Using Technology to Improve Patient-Provider Communication and Delivery of Quality Care
Gabrielle Rocque, MD1; Amanda Hathaway, MD1; Karina I Halilova, MD, MPH1; Michele Gaguski, MSN, RN, AOCN, CHPN, APN2; Kathryn A. Thomas, BSN, RN, OCN, CCRP2; Carrie T Stricker, PhD, NP3; Karen J Hammelef, DNP, RN3; Sarahlena L Panzer, BS3; Paul Jacobsen, PhD4; Joanne Buzaglo, PhD5; Douglas W. Blayney, MD6
1University of Alabama at Birmingham (Birmingham, AL); 2Atlanticare Cancer Care Institute (Egg Harbor Township, NJ); 3Carevive Systems Inc.(Miami,FL);4Moffitt Cancer Center(Tampa,FL);5Cancer Support Community Research & Training Institute Philadelphia,PA);6Stanford University School of Medicine (Stanford, CA)
- Shared decision making (SDM) is a cornerstone of patient-centered care with 85-90% of breast cancer (BC) patients preferring an active or shared role in decision-making for breast surgery
- SDM has been shown to improve patients’ understanding of treatment options, result in more conservative care choices, and lead to lower healthcare costs
We are conducting a quality improvement (QI) project to improve SDM behaviors and adherence to quality measures through a combination of provider education and use of a novel technology platform, the Carevive Care Planning System (CPS).

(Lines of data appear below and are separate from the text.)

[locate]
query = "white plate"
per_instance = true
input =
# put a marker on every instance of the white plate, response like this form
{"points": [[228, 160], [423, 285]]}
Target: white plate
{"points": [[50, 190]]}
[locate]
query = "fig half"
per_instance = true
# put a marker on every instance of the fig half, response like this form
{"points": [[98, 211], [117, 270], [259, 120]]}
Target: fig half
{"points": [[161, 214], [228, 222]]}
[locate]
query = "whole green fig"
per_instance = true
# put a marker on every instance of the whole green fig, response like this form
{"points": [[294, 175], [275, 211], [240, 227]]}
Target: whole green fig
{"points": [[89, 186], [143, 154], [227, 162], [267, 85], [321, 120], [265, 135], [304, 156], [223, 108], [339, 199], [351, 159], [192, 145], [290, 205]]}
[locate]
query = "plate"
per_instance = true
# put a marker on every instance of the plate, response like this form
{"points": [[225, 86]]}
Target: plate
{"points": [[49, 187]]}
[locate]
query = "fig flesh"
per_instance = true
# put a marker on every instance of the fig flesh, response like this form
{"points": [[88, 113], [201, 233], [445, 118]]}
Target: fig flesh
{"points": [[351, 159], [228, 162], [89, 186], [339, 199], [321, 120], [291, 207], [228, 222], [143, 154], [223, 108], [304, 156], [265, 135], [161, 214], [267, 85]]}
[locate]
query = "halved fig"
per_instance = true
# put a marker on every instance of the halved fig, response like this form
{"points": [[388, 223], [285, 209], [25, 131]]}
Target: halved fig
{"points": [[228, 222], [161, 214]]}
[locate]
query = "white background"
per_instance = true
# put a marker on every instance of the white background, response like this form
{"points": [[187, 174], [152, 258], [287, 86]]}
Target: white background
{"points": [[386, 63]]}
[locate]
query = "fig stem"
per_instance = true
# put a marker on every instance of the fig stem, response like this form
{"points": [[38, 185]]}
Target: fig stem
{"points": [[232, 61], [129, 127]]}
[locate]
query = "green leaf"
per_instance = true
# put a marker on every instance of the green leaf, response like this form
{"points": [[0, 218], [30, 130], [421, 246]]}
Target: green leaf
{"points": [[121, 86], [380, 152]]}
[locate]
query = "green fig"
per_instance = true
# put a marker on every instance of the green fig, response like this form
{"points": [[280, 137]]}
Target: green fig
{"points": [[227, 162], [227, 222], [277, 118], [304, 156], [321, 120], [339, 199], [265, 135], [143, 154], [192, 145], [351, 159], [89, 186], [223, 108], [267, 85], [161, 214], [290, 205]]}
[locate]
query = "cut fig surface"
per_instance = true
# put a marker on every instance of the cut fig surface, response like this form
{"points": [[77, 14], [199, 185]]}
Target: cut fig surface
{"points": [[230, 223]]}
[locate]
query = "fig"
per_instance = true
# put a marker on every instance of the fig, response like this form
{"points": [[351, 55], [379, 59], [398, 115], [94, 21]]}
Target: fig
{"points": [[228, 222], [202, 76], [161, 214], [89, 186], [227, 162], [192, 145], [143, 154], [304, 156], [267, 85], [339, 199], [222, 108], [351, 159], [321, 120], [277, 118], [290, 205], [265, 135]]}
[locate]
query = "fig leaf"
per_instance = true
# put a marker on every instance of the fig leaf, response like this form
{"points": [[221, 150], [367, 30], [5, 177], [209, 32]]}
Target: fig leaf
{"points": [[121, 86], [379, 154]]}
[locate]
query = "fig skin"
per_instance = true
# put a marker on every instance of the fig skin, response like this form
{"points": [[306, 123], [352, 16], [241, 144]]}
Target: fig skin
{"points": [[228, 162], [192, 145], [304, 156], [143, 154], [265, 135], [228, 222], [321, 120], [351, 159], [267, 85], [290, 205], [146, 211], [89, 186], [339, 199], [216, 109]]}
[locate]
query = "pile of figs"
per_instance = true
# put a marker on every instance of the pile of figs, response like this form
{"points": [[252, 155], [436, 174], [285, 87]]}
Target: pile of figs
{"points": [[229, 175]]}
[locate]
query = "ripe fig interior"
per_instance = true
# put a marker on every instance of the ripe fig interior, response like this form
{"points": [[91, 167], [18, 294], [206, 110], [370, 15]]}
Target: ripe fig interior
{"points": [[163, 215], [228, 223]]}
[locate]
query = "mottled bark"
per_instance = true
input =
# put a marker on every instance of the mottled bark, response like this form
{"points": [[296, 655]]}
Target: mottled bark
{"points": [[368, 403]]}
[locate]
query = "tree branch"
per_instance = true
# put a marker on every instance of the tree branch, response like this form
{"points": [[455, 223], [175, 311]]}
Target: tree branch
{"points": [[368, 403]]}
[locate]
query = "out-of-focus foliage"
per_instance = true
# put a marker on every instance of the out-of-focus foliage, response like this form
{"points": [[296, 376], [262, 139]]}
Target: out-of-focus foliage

This platform elicits patient preferences, concerns, history, and symptoms, and presents these data with algorithm-driven recommendations as part of a treatment plan. We report results from baseline provider surveys assessing perception and knowledge of SDM.
Physicians may underestimate patient’s desire to participate in shared decision-making. The barriers to implementing SDM in oncology practice will likely require multi-faceted interventions to overcome. We aim to address these gaps through an intervention focused on enhancing knowledge and patient-provider engagement through treatment summaries.